In the end, I was and am unhappy with hiding away, hiding behind layers of fat and being uncomfortable in my own skin. Change is never easy, it is hard work. At my age I need to be healthy, I need to feel good about who I am. I am learning to like myself a little more each day, and it is not all about being thin. I will never be the model that stares out from the magazine stands, I will never be as thin as I would like. I am after all a woman in her fifties. I am starting to like the new reflection I see in the mirror, a little older, a little wiser and a little thinner. I do know one thing…I am ready to begin to live.

Teresa Gale

Weighty Issues


Weighty Issues

I am fat. There…I said it. Finally the secret I have long held inside is out. Whew!

It isn’t as if I didn’t say it out loud and in a public forum that it would make it real, I mean, anyone who looked at me twice, would be able to see I am fat. However, saying it out loud makes it “out there” now.

I can remember the very first time someone called me fat. I was all of about ten years old and the hurtful words were meant to wound me. It was my brother who had been upset over something I cannot remember. I can still feel the way I cringed over the word, a word spoken to hurt and hurt it did. I crept up the stairs to my mother’s room and stood in front of the full length mirror turning this way and that trying to see what fat looked like.

In the reflection was a girl who had a small rounded belly, long bird legs along with a flat chest and in that moment, the belly grew larger in my eyes. I was now fat, it had been confirmed and the struggles began. Forever after that moment I would wrestle not only with the word, but with my weight. I had been labeled and I felt as if my very fatness was growing by the moment.

From that moment on, my life revolved around my weight. As I look back at pictures of myself at that age, I am amazed at the pencil thin girl with long brown hair and cat-like eyes. My face was thin, legs long and slender and my belly, well, it is almost non-existent. My issue with my weight may have begun at age ten, but it wasn’t until much later that the actual real live, honest to God fat developed.

My teen years were fraught with trying to fit in and living a life at home that was anything but normal. An alcoholic mother who often was so insecure she would lash out at me to get me to cry, crying to her meant love. If I would cry she must have felt I loved her. Her sickness, my co-dependency was all instrumental in my weight issues. I wanted to fit in, fit in at home, at school and with all the pretty girls I came in contact with during those years. I wanted my mom to love me and the girls at school to accept me.
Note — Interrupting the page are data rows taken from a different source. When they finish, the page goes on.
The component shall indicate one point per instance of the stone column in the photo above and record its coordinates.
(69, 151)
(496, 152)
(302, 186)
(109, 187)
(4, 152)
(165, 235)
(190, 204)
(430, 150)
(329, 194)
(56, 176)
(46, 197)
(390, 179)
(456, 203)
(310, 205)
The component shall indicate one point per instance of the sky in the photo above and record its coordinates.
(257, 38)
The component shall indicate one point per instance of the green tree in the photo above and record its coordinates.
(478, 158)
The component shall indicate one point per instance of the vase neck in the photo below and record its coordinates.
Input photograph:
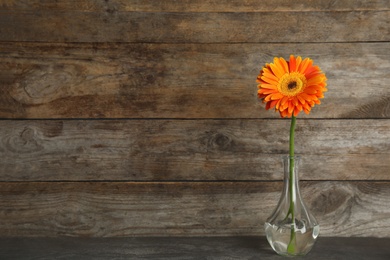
(291, 176)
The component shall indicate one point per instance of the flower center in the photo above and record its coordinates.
(290, 84)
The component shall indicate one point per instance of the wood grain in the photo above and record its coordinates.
(191, 149)
(48, 80)
(200, 27)
(189, 248)
(184, 6)
(105, 209)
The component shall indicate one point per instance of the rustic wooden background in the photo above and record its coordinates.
(140, 117)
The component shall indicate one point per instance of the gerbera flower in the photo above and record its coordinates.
(291, 86)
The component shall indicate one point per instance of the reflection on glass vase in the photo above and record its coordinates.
(291, 230)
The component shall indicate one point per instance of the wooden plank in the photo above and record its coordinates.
(169, 27)
(191, 149)
(194, 5)
(106, 209)
(191, 248)
(181, 80)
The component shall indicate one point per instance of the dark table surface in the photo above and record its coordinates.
(184, 248)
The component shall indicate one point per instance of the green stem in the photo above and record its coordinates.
(291, 245)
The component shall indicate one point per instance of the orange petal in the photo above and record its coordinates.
(277, 70)
(269, 80)
(292, 63)
(276, 96)
(268, 86)
(296, 111)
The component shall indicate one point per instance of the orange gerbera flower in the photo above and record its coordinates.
(291, 86)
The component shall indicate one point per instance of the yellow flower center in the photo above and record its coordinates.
(290, 84)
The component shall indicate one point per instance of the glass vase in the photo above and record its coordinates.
(291, 230)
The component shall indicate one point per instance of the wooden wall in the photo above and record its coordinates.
(140, 117)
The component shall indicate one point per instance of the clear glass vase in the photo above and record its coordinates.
(291, 230)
I learned early to carry myself tall and straight, sucking in my abdomen to make me appear thinner than I would ever feel. The looks I got as I walked down the hallway made me more self conscious. I felt that the eyes must be examining my fat. I felt so insecure I would hide myself within. I was considered stuck up by school mates, stiff and unapproachable. Little would the kids I went to school with know the home life I led and the reasons behind my shy, quiet nature nor little did I know that the boys liked what they saw and made the girls jealous.
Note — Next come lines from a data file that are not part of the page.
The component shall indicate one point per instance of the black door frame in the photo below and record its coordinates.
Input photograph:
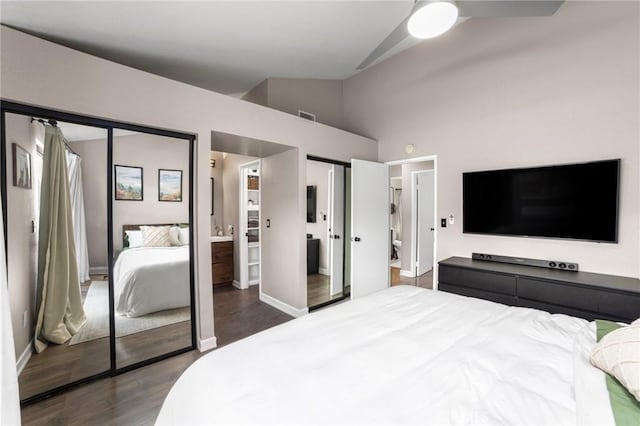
(344, 252)
(12, 107)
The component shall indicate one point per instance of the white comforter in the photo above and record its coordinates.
(151, 279)
(401, 356)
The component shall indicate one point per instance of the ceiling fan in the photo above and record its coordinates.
(431, 18)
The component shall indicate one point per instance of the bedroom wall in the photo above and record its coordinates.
(168, 153)
(231, 202)
(322, 97)
(42, 73)
(318, 174)
(22, 253)
(518, 92)
(94, 172)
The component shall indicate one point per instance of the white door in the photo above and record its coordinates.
(336, 228)
(426, 225)
(369, 227)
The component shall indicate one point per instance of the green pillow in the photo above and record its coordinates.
(626, 409)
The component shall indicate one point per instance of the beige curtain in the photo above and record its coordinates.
(59, 304)
(9, 398)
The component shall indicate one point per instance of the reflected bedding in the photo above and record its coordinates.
(151, 279)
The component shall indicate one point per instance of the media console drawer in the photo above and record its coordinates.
(486, 281)
(581, 294)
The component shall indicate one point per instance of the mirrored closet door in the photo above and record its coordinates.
(328, 231)
(57, 252)
(152, 256)
(98, 228)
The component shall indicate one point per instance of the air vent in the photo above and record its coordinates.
(306, 115)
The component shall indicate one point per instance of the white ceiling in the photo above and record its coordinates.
(77, 132)
(226, 46)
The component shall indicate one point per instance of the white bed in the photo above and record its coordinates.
(151, 279)
(401, 356)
So my journey began. I developed a chest that was quite large. I was a late bloomer in that department, or so I thought, but in fact developed womanly curves far beyond my age. The fact I was curvy and taller than most of the girls in my class, only made me stand out more.

Throughout the years, my weight has gone up and down, up and down, and not unlike a roller coaster and often making me so frustrated. When I read back at old journals or New Year’s resolutions, my weight issue has always been at the top of my entries.
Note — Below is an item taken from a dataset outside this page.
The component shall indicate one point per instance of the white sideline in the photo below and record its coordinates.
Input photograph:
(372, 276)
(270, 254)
So here I go again, only this time I am in my fifties and the metabolism is almost non-existent. For the next several months, I shall blog about this “Fat Girl” inside or outside of me. As I begin yet again another weight loss journey, I pray I can whittle away the “Fat Girl” and find inside the real me. Thin or fat, there is a self discovery in process. Anyone who has ever had a weight issue may well recognize themselves in my story.